Don't be shy, skip. And then comes something like I have been kind of noisy about SSL, SSL negotiation. So the server sends options, and the clients actually decides what to do. And the clients on the control, on the client side,
this is controlled by a parameter called SSL mode. So I found this table, like I think a couple of years back, and I always kept that around on my own notes. I'm not actually sure who wrote that.
It's not me, but it gives a really good summary about what kind of protection you get, depending on the, this is not a verifier type. This is an SSL mode value because you have a set of values and what kind of protections you can expect if you use different kinds of things.
Usually what people recommend is that prefer is the default, which is an extremely bad idea. You most likely want to rely on verify CA or verify full, which adds on top of the requirement to have an SSL connection. You need to have the clients
provide a certificate authentication file, which is valid, regarding what has been loaded by the server. You can refer back to the docs regarding that. Regarding tests, we have a bunch of new tests. Most of them implemented by Peter, who is here also as well for Kerberos and LDAP.

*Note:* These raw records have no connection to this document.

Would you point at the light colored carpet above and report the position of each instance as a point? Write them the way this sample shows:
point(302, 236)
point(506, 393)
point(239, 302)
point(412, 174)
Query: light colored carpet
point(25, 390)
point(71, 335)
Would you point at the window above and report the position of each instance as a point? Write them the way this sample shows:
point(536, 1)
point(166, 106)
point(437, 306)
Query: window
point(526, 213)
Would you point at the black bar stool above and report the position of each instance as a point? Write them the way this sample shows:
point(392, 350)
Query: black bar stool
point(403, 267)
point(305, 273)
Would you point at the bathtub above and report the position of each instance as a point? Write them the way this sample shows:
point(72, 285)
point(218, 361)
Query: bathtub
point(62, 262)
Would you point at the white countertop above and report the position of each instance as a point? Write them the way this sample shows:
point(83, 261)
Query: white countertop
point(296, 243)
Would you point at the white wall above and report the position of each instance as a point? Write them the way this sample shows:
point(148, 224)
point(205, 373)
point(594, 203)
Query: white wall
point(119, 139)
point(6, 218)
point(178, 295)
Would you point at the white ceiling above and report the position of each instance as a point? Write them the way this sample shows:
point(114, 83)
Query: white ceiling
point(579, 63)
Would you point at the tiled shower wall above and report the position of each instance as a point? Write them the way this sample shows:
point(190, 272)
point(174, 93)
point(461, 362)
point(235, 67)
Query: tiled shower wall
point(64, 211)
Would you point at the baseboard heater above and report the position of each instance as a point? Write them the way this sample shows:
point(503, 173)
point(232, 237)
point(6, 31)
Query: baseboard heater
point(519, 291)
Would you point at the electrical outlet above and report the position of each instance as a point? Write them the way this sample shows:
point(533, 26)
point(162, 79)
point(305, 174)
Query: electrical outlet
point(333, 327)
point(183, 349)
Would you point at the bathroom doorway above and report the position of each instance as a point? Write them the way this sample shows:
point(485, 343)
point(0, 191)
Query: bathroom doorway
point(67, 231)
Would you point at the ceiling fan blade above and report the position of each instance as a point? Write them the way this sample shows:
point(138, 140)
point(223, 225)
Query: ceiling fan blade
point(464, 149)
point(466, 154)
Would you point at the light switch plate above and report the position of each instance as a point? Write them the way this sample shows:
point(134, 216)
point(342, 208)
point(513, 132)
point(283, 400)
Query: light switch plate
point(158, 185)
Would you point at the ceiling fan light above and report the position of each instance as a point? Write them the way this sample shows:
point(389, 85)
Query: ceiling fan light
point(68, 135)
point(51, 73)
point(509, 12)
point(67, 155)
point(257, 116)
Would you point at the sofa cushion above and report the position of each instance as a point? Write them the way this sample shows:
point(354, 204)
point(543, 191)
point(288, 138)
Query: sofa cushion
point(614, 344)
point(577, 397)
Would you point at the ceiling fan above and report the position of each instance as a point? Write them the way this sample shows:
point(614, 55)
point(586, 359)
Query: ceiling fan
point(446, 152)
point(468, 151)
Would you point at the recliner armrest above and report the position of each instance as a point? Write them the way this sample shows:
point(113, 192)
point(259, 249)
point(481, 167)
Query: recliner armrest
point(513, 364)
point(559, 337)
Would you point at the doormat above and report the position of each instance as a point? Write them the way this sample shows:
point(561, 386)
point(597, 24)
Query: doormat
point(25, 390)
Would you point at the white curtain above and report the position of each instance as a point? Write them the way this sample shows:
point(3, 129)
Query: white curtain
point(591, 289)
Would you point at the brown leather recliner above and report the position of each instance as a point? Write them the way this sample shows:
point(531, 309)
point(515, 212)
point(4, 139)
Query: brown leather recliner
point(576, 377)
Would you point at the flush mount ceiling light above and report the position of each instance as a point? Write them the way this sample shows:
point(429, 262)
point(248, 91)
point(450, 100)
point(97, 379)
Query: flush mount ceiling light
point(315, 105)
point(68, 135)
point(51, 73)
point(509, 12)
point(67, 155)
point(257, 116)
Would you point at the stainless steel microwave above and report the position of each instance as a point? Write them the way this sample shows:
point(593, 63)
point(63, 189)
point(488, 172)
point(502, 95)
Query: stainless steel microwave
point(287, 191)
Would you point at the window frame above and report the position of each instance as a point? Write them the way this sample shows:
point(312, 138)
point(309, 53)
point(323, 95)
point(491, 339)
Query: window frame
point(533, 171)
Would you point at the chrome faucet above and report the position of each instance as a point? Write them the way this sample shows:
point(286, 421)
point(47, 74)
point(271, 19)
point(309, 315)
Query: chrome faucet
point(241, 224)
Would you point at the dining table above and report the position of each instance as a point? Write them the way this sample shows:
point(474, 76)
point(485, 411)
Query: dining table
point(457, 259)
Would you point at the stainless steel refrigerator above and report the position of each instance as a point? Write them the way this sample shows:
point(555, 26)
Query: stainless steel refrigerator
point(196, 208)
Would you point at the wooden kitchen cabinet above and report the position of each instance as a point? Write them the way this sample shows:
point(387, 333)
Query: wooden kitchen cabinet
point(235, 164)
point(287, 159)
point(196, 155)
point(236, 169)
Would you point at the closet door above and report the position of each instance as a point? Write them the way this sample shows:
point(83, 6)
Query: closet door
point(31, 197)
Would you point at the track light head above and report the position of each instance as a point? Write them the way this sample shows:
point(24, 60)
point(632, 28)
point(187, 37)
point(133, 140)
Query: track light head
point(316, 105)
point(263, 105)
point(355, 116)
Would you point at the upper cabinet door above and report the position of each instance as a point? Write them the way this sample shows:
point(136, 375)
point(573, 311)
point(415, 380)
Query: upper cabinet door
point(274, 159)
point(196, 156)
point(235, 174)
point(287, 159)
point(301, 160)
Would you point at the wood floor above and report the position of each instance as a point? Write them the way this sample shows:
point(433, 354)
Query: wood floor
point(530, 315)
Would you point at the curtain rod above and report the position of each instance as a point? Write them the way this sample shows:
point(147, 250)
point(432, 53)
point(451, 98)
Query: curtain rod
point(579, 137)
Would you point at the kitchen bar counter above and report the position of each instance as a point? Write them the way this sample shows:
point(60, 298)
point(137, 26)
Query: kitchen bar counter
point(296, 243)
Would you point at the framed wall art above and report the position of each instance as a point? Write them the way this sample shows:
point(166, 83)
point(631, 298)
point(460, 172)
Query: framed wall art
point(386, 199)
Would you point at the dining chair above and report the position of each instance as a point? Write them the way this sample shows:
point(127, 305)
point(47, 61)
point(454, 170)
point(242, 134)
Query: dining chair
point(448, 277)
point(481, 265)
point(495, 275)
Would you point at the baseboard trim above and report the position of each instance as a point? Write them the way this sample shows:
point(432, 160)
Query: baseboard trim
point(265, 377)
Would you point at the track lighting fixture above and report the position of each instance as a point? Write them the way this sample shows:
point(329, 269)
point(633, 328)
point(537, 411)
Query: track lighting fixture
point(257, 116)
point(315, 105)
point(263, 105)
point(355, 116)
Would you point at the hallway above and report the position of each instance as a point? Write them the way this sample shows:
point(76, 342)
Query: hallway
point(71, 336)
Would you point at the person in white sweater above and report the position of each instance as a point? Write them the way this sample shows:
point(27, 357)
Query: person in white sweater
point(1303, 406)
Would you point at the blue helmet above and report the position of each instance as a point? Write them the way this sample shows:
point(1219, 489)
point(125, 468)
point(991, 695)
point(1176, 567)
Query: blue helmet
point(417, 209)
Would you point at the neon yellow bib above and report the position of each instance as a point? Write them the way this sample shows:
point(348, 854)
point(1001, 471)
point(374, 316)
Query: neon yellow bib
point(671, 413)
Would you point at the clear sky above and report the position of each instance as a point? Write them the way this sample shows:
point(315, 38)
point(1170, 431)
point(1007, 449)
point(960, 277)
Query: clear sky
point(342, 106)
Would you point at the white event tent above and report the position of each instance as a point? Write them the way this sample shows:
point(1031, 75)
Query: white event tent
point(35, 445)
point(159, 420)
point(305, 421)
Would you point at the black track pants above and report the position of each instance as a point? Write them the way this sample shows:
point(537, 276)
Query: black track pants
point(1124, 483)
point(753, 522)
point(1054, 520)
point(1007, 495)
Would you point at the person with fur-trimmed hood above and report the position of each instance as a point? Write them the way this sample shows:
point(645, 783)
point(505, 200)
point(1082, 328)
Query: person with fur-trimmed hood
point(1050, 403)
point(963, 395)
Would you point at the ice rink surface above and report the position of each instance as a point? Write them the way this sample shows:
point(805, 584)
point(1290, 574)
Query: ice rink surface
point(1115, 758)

If you are doing any kind of development for any new features for LDAP, Kerberos, SSL, or authentication, you usually want to have tests. We really want tests. We want coverage to be sure that nothing is broken or nothing gets broken in the future. This is the kind of areas that you should look at if you are planning to,
of course, to send a patch, right? Because you have a lot of ideas and you have a lot of time and you are going to send a lot of patches. So I'm, of course, over time, because we began late. Are there any questions? I don't know if I have time.
Everybody is hungry. Everybody looks tired. I know it's not the most interesting topic ever, but if you have any questions, feel free to catch me later on. And I try to answer them as much as I can. Thank you.